Nov 2016 12


By: Dave Wheeler

90% of the clients who come to see me for treatment need help because of a single cause - muscle overuse:

  • The runner who runs 6 or 7 times a week and suffers from persistent calf problems.
  • The painter & decorator who has shoulder problems.
  • The cyclist riding to work & back each day who gets soreness just above the inside of the knee
  • The motorcyclist whose wrists who can't move his wrists without pain
  • The checkout operator who does an 8 hour shift on a till moving items over a scanner
  • The taxi driver whose left shoulder is painful to move

In each case problems develop because one small part of  a bigger muscle is being used over and over again.

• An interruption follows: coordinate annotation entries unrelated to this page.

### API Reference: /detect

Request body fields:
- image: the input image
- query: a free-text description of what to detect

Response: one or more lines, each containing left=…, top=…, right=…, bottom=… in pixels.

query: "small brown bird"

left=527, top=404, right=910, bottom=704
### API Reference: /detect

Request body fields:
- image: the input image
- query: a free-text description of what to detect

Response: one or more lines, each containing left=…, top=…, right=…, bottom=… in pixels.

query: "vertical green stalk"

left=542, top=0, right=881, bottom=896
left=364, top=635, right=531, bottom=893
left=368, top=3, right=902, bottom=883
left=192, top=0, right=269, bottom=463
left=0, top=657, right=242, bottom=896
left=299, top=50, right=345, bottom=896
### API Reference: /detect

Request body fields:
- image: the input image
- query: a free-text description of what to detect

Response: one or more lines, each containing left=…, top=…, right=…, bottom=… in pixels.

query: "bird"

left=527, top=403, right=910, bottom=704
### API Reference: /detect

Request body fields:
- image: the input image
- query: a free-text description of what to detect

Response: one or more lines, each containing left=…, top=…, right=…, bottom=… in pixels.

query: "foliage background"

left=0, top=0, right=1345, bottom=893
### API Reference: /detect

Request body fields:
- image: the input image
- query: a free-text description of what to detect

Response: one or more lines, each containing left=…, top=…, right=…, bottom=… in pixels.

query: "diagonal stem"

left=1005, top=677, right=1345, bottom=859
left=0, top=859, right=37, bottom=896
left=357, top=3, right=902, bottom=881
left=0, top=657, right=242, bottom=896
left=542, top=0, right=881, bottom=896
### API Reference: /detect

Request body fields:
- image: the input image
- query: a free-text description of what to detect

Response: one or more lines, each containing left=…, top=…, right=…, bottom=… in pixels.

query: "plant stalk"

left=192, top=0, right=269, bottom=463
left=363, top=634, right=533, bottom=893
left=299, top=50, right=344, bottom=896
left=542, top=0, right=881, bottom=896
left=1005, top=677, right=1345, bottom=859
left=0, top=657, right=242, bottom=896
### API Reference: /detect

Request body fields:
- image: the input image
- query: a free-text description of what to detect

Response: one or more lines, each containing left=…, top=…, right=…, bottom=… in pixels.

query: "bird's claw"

Think about the gym-rat who goes to the gym 3 times a week to build bigger biceps. He does repeated sets of bicep curls each visit. Providing his form (the way he does the exercise) is good, and he's raising enough weight so that the muscles get to fatigue, then within a year, he's going to have muscles like Popeye.

In the gym-goers case, the reason for using the muscle (the bicep) over and over again is to deliberately build up the muscle.

Most of us in our daily lives do repetitive motions: whether at work or in sport. Normally this isn't a problem, because other muscle areas nearby are recruited to help out. When we keep going though, we're trying to use muscles that haven't had the chance to get over their fatigue. so they get injured.

Injured muscles are completely normal. Let's go back to the gym-rat and his bicep curls - he probably knows that by lifting heavy weights he's actually ripping muscle fibres... that's how you build big muscles, by encouraging tiny muscle damage and then allowing it time to repair. The muscle repairs with more bulk. So injury and healing time are important parts of muscle development. That's why the gym-goer will train 3 times a week.

The really important part to get from those  last 2 paragraphs is rest. Problems in muscles (and tendons, actually) occur when the body doesn't have sufficient time to heal. Resting is extremely important for your body - especially if you want to carry on whatever the activity is (work or sport) for several more years.

If the constantly repeating movement that you make is at work though, you're kind of screwed. It's not as though you can just work every other day.

So it becomes important to think about strategies that you can adopt to rest the muscle. Some people might be able to swap hands for 5 minutes every 20 minutes or so. You won't be as efficient, but you'll be able to keep going longer.

You might have to change tasks within your job more frequently: again,  this isn't efficient in the short term, but in the long term it'll keep you in work.

Changing position & changing movement are key to resting fatigued muscle fibres.

Sometimes, rest can be the hardest thing to do; it is,  though, the most important.

Of course, if  all else fails, and you need some massage therapy to help sort out your sore muscles, you know where I am!